I Vangeli (quattro) sono quelli di Matteo, Marco, Luca e Giovanni. I primi tre sono detti sinottici per la loro somiglianza che consente di abbracciarli in un solo sguardo, caratteristiche del tutto diverse presenta il vangelo di Giovanni. Matteo, il “pubblicano”, polemizza duramente contro gli ebrei, colpevoli di non aver riconosciuto nel Cristo il Messia annunciato nella Bibbia. Marco vede nel Cristo colui che sa dominare le forze della natura e la potenza del miracolo, come è dimostrato dalla pagina della tempesta domata e dal cammino sulle acque. Luca vede in Gesù il Salvatore misericordioso, colui che sa perdonare i peccati: si possono qui ricordare il racconto della peccatrice, le parabole del figliol prodigo e del buon samaritano. Giovanni è il navigatore dell’infinito, in lui balza con grande evidenza la consapevolezza della divinità del Cristo, colui che sa perfino vincere la morte e ridare la vita, come nell’episodio della resurrezione di Lazzaro, chiamato ad uscire dal sepolcro.

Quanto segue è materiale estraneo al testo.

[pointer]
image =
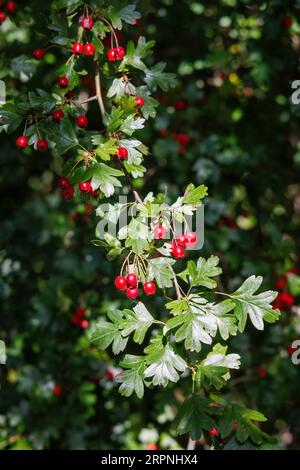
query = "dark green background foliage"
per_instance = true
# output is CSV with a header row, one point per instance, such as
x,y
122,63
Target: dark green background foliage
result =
x,y
235,62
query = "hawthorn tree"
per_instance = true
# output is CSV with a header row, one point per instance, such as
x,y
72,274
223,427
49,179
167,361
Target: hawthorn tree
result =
x,y
100,161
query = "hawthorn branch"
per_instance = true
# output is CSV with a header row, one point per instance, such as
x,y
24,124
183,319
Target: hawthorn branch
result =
x,y
137,197
87,100
177,286
98,90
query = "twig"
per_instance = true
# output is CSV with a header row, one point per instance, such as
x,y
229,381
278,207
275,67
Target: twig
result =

I Vangeli, è opportuno specificarlo, non hanno alcun proposito letterario. Essi vogliono essere solamente un resoconto della vita di Gesù. Questi versi, tuttavia, sono spontaneamente opere di alta poesia come affermano anche illustri critici, quali Cantarella, Perrotta, Pontani. La parola del Cristo è sempre straordinariamente efficace: a volte solenne e ispirata negli insegnamenti diretti, intensamente lirica nelle parabole, sferzante contro gli ipocriti, tenera nel perdono, non ignorante il sorriso e, talvolta, l’ironia.

Ma i Vangeli sono importanti soprattutto per il loro contenuto. In essi è propugnata una dottrina che pone al centro la persona umana, con l’affermazione sicura della sua dignità e della sua liberazione. Dai Vangeli nasce un’era di valori universali sulla base dei quali “non possiamo non dirci cristiani”, secondo l’affermazione di un laico Benedetto Croce. Si può con sicurezza affermare che gli ordinamenti giuridici dei Paesi democratici hanno in sé molti principi del Cristianesimo. Importanti sistemi filosofici traggono ispirazione da tale dottrina e dalla sua etica, che non è l’etica dei vinti, come in totale fraintendimento ha sostenuto Friedrich Wilhelm Nietzsche: non può definirsi un’etica dei vinti quella che afferma la dignità e la liberazione dell’uomo. Se ne fossero osservati i principi, non vi sarebbe la decadenza e l’imbarbarimento della vita sociale e politica. Venne la luce, ma gli uomini non hanno saputo riconoscerla.